The current Cochary Kitchen & Pub menu offers a variety of hot and cold coffee bar drinks, as well as a modest selection of alcoholic beverages. For snacks and appetizers, the pub offers hand-cut french fries with additional BBQ and truffle salt variations, as well as a Mediterranean platter and a honey sriracha fried cauliflower dish. Main entrees available for order include a house salad and a bacon cobb salad, as well as a selection of sandwiches, including a Mount Holyoke beef burger, a grilled chicken sandwich and a vegan kelp burger. Baked goods will also be offered. The menu for each night is available on Mount Holyoke’s website.
Alcoholic beverages can be purchased by students over the age of 21 who present a valid legal photo ID, such as a driver’s license, with one beverage allowed per customer. All alcohol purchased must be consumed within the pub area.
The menu items are made primarily with locally sourced ingredients obtained through partnerships between the College and various farms and breweries located throughout Massachusetts, Maine and Vermont. According to a board in the pub, the Cochary Pub & Kitchen also uses ingredients obtained from Teatulia and Pierce Bros. Coffee to prepare drinks. Many of these partnerships existed before the pub’s 2020 shutdown, as well as some partnerships carried over from the Dining Commons.
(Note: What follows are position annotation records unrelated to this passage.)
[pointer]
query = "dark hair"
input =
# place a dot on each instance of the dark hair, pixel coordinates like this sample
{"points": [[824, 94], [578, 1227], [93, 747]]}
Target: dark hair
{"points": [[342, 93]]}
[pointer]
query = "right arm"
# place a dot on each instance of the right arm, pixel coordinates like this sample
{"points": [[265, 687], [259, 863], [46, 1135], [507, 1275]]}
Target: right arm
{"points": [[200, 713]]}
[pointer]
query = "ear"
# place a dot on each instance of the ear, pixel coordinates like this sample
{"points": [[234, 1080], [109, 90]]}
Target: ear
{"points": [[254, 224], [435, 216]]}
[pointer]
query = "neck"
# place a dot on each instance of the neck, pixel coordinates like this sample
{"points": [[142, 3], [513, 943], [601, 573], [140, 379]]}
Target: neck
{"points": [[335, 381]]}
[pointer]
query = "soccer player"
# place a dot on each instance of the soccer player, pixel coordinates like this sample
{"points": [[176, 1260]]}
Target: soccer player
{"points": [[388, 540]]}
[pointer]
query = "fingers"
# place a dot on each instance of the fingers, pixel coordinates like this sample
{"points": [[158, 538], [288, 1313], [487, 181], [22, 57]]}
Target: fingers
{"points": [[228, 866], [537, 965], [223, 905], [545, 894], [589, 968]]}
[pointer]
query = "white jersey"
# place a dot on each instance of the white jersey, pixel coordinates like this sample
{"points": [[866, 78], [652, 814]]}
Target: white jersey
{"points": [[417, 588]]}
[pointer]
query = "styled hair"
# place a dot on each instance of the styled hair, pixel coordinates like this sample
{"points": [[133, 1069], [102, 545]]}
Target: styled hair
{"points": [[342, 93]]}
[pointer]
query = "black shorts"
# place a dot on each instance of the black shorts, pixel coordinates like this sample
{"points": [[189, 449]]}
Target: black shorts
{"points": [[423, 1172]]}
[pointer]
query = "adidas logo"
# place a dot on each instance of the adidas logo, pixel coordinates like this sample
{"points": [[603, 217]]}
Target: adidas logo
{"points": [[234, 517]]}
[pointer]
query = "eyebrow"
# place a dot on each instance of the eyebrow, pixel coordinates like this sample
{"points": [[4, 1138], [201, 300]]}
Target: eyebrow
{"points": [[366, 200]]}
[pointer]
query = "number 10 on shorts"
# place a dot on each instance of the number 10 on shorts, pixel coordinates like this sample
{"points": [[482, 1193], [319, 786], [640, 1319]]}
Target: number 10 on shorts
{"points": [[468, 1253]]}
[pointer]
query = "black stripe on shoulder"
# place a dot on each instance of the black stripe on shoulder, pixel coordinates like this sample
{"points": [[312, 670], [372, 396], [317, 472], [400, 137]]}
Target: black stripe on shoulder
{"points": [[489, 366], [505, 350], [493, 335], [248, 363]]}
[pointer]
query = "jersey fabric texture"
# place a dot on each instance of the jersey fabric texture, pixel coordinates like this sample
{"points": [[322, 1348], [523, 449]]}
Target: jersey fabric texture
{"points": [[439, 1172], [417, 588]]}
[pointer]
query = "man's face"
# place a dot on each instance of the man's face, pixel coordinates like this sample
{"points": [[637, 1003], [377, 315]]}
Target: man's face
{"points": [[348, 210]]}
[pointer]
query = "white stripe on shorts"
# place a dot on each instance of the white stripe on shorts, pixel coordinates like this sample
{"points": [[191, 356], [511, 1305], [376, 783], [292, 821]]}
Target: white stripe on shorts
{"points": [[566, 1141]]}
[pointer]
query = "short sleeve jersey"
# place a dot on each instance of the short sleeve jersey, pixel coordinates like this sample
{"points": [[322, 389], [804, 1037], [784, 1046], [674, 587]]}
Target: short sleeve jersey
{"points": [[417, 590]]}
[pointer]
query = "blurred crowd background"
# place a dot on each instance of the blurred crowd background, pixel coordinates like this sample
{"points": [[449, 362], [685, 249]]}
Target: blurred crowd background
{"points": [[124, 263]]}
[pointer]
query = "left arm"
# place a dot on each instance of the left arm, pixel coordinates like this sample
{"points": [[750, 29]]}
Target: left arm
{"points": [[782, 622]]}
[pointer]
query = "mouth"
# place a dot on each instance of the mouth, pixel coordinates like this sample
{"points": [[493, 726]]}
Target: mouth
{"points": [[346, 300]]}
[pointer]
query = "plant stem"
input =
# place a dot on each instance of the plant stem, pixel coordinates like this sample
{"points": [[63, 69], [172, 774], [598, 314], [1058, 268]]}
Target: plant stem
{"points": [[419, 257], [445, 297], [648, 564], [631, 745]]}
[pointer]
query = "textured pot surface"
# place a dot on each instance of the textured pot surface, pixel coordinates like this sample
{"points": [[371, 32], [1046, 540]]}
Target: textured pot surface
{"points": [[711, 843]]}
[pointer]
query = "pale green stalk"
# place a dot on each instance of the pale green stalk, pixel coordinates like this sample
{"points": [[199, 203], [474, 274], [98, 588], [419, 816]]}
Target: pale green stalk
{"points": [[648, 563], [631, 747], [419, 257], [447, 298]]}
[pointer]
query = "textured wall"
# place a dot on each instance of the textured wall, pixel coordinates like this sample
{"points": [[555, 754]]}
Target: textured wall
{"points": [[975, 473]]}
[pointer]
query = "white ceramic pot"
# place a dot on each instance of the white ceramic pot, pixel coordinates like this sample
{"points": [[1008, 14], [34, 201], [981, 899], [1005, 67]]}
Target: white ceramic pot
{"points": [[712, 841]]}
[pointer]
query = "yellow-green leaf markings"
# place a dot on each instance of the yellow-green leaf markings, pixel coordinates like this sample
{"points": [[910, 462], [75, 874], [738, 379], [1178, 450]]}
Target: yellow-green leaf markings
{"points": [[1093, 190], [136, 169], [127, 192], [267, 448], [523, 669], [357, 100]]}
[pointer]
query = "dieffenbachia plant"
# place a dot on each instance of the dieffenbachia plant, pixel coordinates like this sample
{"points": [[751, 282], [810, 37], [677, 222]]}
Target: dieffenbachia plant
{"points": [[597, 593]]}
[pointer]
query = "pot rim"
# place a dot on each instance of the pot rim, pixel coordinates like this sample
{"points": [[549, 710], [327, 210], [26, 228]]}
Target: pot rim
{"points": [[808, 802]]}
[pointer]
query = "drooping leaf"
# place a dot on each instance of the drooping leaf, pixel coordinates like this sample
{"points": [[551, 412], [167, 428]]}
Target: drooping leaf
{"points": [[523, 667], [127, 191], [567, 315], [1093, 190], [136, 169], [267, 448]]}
Currently, students can purchase food and drink at the Cochary Pub & Kitchen with any tender valid on campus. This includes cash, credit/debit, MHC Dollars, or the money in a student’s MHCXpress account. The only exception to this is that alcoholic beverages may not be purchased with MHC Dollars, due to state law.
While the current menu options are slightly simplified compared to those offered before the pub’s closure in 2020, Searl states that Dining Services hopes to eventually fully restore the former menu as the restaurant completes the transition back into being open.
“Having those cookies again, we haven’t had those since first year,” Gyimah said of the pub’s opening night. “But that was also something that was like a little memorandum of first year, for sure, and being a new person on campus and just having some staple little snacks that remind you of that time.”